What do the rule changes mean for PERA-includable salary?
The general intent of the rules remains the same—that compensation for services rendered to an employer is included in PERA’s definition of salary. The removal of criteria in the rules simplifies administrative responsibilities on PERA employers and PERA’s determination on employer policies for cash-in-lieu payments, performance/merit payments, and one-time payments. Payments intended to be compensation for services rendered, but that may be missing one or more of the specific criteria in the prior rules, are now likely includable under the revised rules.
Are bonuses still excluded from PERA-includable salary?
Yes. The statutory definition of salary still excludes “bonuses for services not actually rendered, including, but not limited to, early retirement inducements, Christmas bonuses, cash awards, honorariums and severance pay, damages...or payments beyond the date of a member's death.” This is why submission of employer policies or payment structures to PERA for review is always highly recommended. And as always, PERA must determine that payments meet the statutory definition of salary and must determine that payments are not intended to manipulate a member’s Highest Average Salary (HAS).
What rules were changed?
PERA Rule 1.20F(2), 1.20F(3), and 1.20F(7) were all revised. Below are more details of the rules and examples of the revisions.
Cash-in-Lieu Payments (PERA Rule 1.20F(2))
Under the revised rule, if the employer intends for a cash payment made in lieu of a fringe benefit to be part of the compensation for services rendered, and PERA determines that it is includable and not intended to manipulate HAS, the payment will be includable. The employer must still practice and demonstrate a procedure for making these payments.
A monthly allowance of $50 for a cell phone will be considered PERA-includable as long as the employer intends for that $50 to be cash in lieu of an employer-provided cell phone (the fringe benefit), and the payment is not a reimbursement for cell phone charges (reimbursement). Note that reimbursements for expenses incurred are still explicitly excluded from the statutory definition of salary.
Performance or Merit Payments (PERA Rule 1.20F(3))
Under the revised rule, if the employer intends for a performance or merit payment to be compensation for services rendered, and PERA determines that it is includable and is not intended to manipulate HAS, the payment will be includable. By removing the specific criteria from the prior rule, the employer has additional latitude to demonstrate whether the intent is for the payment to be an includable performance or merit payment or to be a non-includable bonus. The employer must still practice and demonstrate a structured procedure for making these payments.
A performance or merit payment of 2% of salary paid in a lump-sum to an employee that is intended to be a recognition of sustained performance over an evaluation period will be considered PERA-includable salary.
One-time Payments (PERA Rule 1.20F(7))
Under the revised rule, if the employer intends for a one-time payment to be compensation for services rendered, and PERA determines that the payments are includable and not intended to manipulate HAS, the employer will no longer be required to meet the criteria of the prior one-time payment rule.

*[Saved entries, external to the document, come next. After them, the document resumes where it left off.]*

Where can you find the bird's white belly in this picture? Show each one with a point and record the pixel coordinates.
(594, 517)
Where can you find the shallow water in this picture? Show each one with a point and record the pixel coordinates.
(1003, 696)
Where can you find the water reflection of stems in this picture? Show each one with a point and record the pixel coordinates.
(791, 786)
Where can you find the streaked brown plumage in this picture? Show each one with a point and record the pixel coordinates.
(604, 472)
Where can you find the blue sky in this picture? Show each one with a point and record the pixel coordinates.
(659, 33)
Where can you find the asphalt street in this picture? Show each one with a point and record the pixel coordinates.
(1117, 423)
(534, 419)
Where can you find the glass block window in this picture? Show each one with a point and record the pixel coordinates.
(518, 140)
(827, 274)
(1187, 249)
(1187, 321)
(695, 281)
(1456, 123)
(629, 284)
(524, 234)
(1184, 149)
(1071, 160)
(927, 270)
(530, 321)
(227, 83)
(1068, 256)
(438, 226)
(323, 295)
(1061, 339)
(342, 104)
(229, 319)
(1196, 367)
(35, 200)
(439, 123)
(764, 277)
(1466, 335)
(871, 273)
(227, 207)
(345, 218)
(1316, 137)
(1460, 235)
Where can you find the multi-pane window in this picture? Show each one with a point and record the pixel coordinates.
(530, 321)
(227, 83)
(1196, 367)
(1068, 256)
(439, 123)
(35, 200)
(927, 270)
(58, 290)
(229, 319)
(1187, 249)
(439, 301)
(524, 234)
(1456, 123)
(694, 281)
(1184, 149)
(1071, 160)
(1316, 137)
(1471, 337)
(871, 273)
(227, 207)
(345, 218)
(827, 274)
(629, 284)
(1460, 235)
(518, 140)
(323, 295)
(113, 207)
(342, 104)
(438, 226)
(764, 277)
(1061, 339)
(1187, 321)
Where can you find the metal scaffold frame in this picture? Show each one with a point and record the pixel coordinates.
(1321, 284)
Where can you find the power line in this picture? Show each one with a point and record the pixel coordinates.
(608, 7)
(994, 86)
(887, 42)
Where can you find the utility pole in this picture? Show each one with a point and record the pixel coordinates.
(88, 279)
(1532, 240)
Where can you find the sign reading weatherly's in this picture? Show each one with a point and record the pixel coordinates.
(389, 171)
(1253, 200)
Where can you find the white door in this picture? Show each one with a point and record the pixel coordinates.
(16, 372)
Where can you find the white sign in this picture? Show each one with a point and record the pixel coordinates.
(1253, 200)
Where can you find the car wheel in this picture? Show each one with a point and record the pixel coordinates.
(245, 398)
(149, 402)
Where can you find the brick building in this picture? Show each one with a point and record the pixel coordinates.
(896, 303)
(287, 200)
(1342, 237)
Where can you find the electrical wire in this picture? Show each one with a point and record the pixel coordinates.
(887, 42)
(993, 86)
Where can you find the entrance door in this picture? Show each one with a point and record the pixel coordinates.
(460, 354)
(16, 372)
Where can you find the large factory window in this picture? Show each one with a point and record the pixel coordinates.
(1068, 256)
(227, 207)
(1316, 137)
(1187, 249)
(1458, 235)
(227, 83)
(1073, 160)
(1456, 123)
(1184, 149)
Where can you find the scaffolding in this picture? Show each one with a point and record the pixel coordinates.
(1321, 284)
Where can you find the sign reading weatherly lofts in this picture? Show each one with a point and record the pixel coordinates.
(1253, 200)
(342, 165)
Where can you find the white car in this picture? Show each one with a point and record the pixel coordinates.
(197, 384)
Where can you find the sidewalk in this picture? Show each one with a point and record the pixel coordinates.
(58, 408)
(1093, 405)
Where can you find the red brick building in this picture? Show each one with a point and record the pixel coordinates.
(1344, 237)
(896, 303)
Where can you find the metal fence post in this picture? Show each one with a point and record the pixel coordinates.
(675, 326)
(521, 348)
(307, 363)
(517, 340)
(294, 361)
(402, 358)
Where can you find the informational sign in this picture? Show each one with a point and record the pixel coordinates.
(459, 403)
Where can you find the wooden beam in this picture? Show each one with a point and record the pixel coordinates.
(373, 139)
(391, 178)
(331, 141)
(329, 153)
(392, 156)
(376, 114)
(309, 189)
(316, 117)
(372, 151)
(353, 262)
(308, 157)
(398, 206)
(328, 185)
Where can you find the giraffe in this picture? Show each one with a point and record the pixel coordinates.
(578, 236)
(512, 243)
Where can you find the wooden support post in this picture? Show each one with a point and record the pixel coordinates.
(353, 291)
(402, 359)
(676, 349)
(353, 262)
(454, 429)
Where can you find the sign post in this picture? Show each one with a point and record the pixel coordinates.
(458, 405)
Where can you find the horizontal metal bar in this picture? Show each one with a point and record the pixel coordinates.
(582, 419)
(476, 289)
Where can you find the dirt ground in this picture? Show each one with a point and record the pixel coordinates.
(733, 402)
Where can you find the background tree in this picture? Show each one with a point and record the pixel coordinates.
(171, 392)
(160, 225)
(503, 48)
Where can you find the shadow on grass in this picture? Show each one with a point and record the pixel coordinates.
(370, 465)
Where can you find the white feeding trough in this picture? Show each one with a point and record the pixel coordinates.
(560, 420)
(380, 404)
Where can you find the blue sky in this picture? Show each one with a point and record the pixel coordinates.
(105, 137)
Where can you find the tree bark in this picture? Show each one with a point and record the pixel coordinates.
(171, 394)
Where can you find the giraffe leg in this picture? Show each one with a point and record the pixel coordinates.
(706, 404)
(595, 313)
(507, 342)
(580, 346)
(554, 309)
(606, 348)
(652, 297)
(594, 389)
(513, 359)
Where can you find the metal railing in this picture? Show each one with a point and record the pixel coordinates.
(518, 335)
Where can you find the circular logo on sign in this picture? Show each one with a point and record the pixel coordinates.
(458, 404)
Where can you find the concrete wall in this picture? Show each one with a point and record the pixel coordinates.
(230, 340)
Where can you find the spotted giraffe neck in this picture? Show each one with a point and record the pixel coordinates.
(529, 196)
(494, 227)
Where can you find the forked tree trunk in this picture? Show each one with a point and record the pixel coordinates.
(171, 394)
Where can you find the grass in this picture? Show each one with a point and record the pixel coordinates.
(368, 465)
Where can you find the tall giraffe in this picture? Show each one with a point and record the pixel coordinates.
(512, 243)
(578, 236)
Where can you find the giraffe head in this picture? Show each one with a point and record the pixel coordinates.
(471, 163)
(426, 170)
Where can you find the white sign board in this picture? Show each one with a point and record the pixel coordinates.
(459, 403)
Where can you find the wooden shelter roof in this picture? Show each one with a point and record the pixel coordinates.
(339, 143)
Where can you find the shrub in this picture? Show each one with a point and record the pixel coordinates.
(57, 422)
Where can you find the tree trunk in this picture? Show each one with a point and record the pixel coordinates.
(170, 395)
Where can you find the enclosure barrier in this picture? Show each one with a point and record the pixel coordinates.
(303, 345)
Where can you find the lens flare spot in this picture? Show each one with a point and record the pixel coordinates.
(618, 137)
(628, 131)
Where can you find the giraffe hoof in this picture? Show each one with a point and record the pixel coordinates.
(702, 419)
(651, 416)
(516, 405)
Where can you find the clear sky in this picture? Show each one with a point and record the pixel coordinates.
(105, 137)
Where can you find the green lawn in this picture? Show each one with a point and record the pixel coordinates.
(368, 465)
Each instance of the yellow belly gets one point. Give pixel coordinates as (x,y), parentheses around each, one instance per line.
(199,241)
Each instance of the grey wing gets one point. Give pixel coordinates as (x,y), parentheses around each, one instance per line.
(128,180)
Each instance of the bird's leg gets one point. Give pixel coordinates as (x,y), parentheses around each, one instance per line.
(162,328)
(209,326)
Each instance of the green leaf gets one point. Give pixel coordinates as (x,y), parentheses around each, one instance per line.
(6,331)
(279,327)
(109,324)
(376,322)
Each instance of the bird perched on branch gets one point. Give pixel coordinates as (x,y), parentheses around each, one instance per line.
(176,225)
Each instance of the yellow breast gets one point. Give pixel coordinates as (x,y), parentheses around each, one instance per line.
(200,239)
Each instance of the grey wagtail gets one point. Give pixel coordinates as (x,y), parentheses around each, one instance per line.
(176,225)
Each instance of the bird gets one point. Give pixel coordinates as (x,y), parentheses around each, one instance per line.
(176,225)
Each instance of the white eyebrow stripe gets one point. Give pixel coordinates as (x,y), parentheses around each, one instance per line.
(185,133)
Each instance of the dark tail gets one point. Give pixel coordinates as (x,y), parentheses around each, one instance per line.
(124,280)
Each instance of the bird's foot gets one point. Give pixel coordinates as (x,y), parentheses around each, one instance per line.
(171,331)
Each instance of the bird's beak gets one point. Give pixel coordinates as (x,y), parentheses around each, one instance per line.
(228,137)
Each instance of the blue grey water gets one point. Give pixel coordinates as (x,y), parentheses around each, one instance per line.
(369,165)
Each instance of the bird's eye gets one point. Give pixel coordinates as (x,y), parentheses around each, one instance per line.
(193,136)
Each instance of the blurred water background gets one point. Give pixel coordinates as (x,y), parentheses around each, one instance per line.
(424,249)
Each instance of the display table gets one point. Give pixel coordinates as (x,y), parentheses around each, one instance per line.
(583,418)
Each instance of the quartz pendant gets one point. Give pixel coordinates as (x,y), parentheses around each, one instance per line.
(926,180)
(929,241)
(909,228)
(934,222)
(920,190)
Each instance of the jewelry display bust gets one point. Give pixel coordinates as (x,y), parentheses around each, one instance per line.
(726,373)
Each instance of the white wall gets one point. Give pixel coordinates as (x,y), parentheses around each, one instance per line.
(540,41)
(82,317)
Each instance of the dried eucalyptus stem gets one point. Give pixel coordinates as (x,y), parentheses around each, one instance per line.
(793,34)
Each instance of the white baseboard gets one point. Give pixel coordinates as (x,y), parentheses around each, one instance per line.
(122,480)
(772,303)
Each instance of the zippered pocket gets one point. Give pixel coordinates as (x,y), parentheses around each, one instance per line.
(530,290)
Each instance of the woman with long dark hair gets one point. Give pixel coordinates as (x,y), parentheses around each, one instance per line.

This will again allow the employer to demonstrate whether the intent is for the payment to be an includable one-time payment or to be a non-includable bonus.
A one-time payment of $200 for all staff paid in lieu of a base-building salary increase will still be considered PERA-includable as long as the employer intends these payments to be compensation for services rendered. This determination will be true even if the employer does not formally pre-approve the payment prior to the fiscal year. For example, a Board resolution or formal notification to staff that payment will be made and the intention for that payment to be salary.
If there is extra money in the employer’s budget and the intention is for that payment to be a bonus, such as a thank you paid around the holidays, then the payment would not be PERA-includable. Bonuses remain explicitly excluded from the statutory definition of salary. This would also be true if only a select few employees were chosen to receive a one-time payment from a budget surplus, if it is intended to be a bonus rather than payment for services rendered.
When will the new rules be in effect?
The new rules will go into effect on January 1, 2021, and will apply to payments made on or after that date.
What if an employer received a determination on a policy or payment prior to January 1, 2021, does the policy need to be resubmitted to PERA for review?
If you received a determination from PERA that payments made under an ongoing policy such as a cash-in-lieu or a performance/merit plan are PERA-includable, and the policy is still being applied in the same manner, there is no reason to resubmit to PERA for another determination. If there has been a change to the policy that may change the previous determination or if you feel the determination could be viewed differently based on the new rule, you can resubmit the policy for review. Any new PERA determinations will apply prospectively to payments made on or after January 1, 2021.
If you had a previous payment reviewed, PERA’s determination will stand as it was made under the rules in effect at the time the payment was made. Only payments made on or after January 1, 2021 should be submitted for review.